A Seattle man identified in court documents as “S.O.” posed a difficult question to the Boy Scouts of America: “When the Boy Scouts say your kids are going to be safe, your kids are going to be safe, what surety do they have? I’m a testament that your kids aren’t safe.”
The now-grown man is one of 12 plaintiffs who have filed a civil lawsuit in King County Superior Court against the Boy Scouts claiming the national organization didn’t protect them from sexual abuse at the hands of their scout masters and leaders.
“He was my scoutmaster, and everybody liked him and trusted him,” S.O. said in a video provided by his attorneys, Tim Kosnoff and Dan Fasy.
Three of the alleged abusers named in the lawsuit were prosecuted, including former Pierce County scoutmaster Price Nick Miller, who is currently serving 10 years to life in prison for raping and sexually molesting two of his scouts.

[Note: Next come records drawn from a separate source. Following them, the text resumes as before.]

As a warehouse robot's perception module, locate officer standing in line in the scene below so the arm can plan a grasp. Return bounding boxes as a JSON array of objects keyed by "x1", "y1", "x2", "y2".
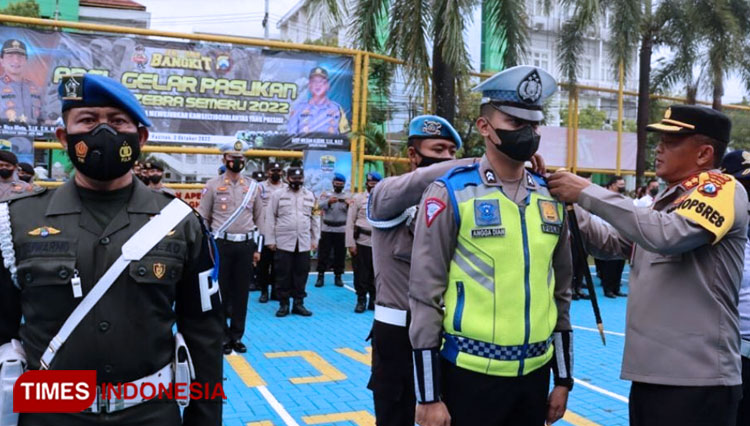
[
  {"x1": 0, "y1": 74, "x2": 223, "y2": 426},
  {"x1": 720, "y1": 150, "x2": 750, "y2": 426},
  {"x1": 198, "y1": 141, "x2": 265, "y2": 354},
  {"x1": 0, "y1": 39, "x2": 42, "y2": 123},
  {"x1": 315, "y1": 173, "x2": 350, "y2": 287},
  {"x1": 0, "y1": 150, "x2": 33, "y2": 201},
  {"x1": 367, "y1": 115, "x2": 474, "y2": 426},
  {"x1": 409, "y1": 66, "x2": 573, "y2": 426},
  {"x1": 258, "y1": 161, "x2": 285, "y2": 303},
  {"x1": 266, "y1": 167, "x2": 320, "y2": 317},
  {"x1": 346, "y1": 172, "x2": 383, "y2": 314},
  {"x1": 548, "y1": 105, "x2": 748, "y2": 426}
]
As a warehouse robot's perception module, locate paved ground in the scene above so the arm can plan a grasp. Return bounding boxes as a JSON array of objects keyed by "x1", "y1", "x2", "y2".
[{"x1": 224, "y1": 271, "x2": 629, "y2": 426}]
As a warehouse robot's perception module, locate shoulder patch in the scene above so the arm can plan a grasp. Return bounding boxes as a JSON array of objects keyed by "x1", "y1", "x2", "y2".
[
  {"x1": 424, "y1": 197, "x2": 445, "y2": 228},
  {"x1": 675, "y1": 172, "x2": 737, "y2": 244}
]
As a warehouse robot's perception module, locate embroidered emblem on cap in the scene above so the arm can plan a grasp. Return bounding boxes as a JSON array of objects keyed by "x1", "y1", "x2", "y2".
[
  {"x1": 516, "y1": 70, "x2": 542, "y2": 104},
  {"x1": 422, "y1": 120, "x2": 443, "y2": 136},
  {"x1": 424, "y1": 197, "x2": 445, "y2": 228}
]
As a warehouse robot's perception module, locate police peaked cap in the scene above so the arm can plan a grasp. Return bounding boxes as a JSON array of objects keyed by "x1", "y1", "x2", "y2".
[
  {"x1": 471, "y1": 65, "x2": 557, "y2": 121},
  {"x1": 57, "y1": 74, "x2": 151, "y2": 127},
  {"x1": 409, "y1": 115, "x2": 461, "y2": 149},
  {"x1": 646, "y1": 105, "x2": 732, "y2": 144}
]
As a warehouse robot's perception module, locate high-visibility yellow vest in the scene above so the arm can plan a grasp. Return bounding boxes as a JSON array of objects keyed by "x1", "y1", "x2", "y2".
[{"x1": 441, "y1": 165, "x2": 564, "y2": 377}]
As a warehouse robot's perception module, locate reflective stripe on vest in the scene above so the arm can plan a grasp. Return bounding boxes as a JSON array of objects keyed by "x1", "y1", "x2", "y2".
[{"x1": 441, "y1": 167, "x2": 563, "y2": 377}]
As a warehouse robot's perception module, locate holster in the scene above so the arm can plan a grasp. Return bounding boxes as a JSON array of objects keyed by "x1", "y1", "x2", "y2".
[
  {"x1": 173, "y1": 333, "x2": 195, "y2": 407},
  {"x1": 0, "y1": 339, "x2": 27, "y2": 426}
]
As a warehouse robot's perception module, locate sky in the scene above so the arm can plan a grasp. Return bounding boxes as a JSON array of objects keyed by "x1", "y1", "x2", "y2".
[{"x1": 136, "y1": 0, "x2": 747, "y2": 103}]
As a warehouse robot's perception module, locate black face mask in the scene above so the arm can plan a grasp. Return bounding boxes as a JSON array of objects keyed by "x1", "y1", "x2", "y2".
[
  {"x1": 490, "y1": 124, "x2": 541, "y2": 161},
  {"x1": 68, "y1": 124, "x2": 141, "y2": 181},
  {"x1": 227, "y1": 160, "x2": 245, "y2": 173}
]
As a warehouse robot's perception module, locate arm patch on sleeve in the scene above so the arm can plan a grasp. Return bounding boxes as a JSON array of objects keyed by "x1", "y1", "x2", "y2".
[{"x1": 675, "y1": 172, "x2": 737, "y2": 244}]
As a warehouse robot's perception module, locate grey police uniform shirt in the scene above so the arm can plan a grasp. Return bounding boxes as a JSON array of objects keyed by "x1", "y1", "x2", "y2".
[
  {"x1": 344, "y1": 192, "x2": 372, "y2": 248},
  {"x1": 265, "y1": 187, "x2": 320, "y2": 252},
  {"x1": 318, "y1": 191, "x2": 351, "y2": 234},
  {"x1": 409, "y1": 157, "x2": 573, "y2": 348},
  {"x1": 577, "y1": 171, "x2": 748, "y2": 386},
  {"x1": 369, "y1": 158, "x2": 476, "y2": 311},
  {"x1": 0, "y1": 74, "x2": 42, "y2": 123}
]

But for the others, this is the first time their names have been publicly linked to sexual abuse allegations, and it’s too late for criminal charges to be filed, because the alleged abuse reportedly happened between the late 1960s and 2008.
According to the suit, 48-year old Jerome “Reggie” Jainga of Bonney Lake molested not only “S.O.” but another boy identified in the documents as D.T.
Much of the alleged abuse described in the 124-page lawsuit is said to have happened at Boy Scout camps in Western Washington, including Camps Brinkley, Sevenich, Omache and Parsons where the men were trusted leaders. “Unfortunately, the positive male role model decided to take them alone, isolate them from their parents, the other scouts and repeatedly sexually abuse them,” said plaintiffs’ attorney Don Fasy at a news conference in Seattle on Thursday.
In addition to the Boy Scouts of America, many local churches are named as defendants. Plaintiffs’ attorney Tim Kosnoff explained “part of our goal here is to persuade local sponsoring organizations to quit, to resign and to have no further affiliation with Boy Scouts of America National, unless they want to lose their church, their school, their homes to multi-million dollar verdicts.”
In the documents, alleged victim D.C. claims 51-year old Matthew Obert Weed of Carnation fondled and orally sodomized him at Camp Brinkley from 1982-84, where Weed was the business manager.
"It never quite goes away,” D.C. said of the shame and the pain. D.C. also told KIRO 7 he joined the suit because he wants the Boy Scouts and others to do more to prevent the abuse of children, not just defend lawsuits.
“They’re a great organization, but I don’t know that even if there were radical changes, and more steps of prevention taken, I don’t know that in good conscience I could allow my children to be a part of it," he said.
KIRO 7 Reporter Amy Clancy contacted both Jainga and Weed for comment, but so far has not heard back.
There is no dollar amount listed for damages in the suit.
When asked about the lawsuit, a spokesman for the Boy Scouts of America would not comment specifically, but emailed Clancy: "Any instance of child victimization or abuse is intolerable and unacceptable.”
Deron Smith, spokesman for the Boy Scouts of America, provided the following statement to KIRO 7 Eyewitness News regarding a civil lawsuit that alleges 12 Boy Scouts were sexually assaulted by Scout leaders and employees:
“Any instance of child victimization or abuse is intolerable and unacceptable. While we can’t comment on the lawsuit, we deeply regret that there have been times when Scouts were abused, and for that we are very sorry and extend our deepest sympathies to victims. The BSA was one of the first youth programs to develop youth protection policies and education, and has continuously enhanced its multi-tiered policies and procedures, which now include background checks, comprehensive training programs, and safety policies, like requiring all members to report even suspicions of abuse directly to local law enforcement.”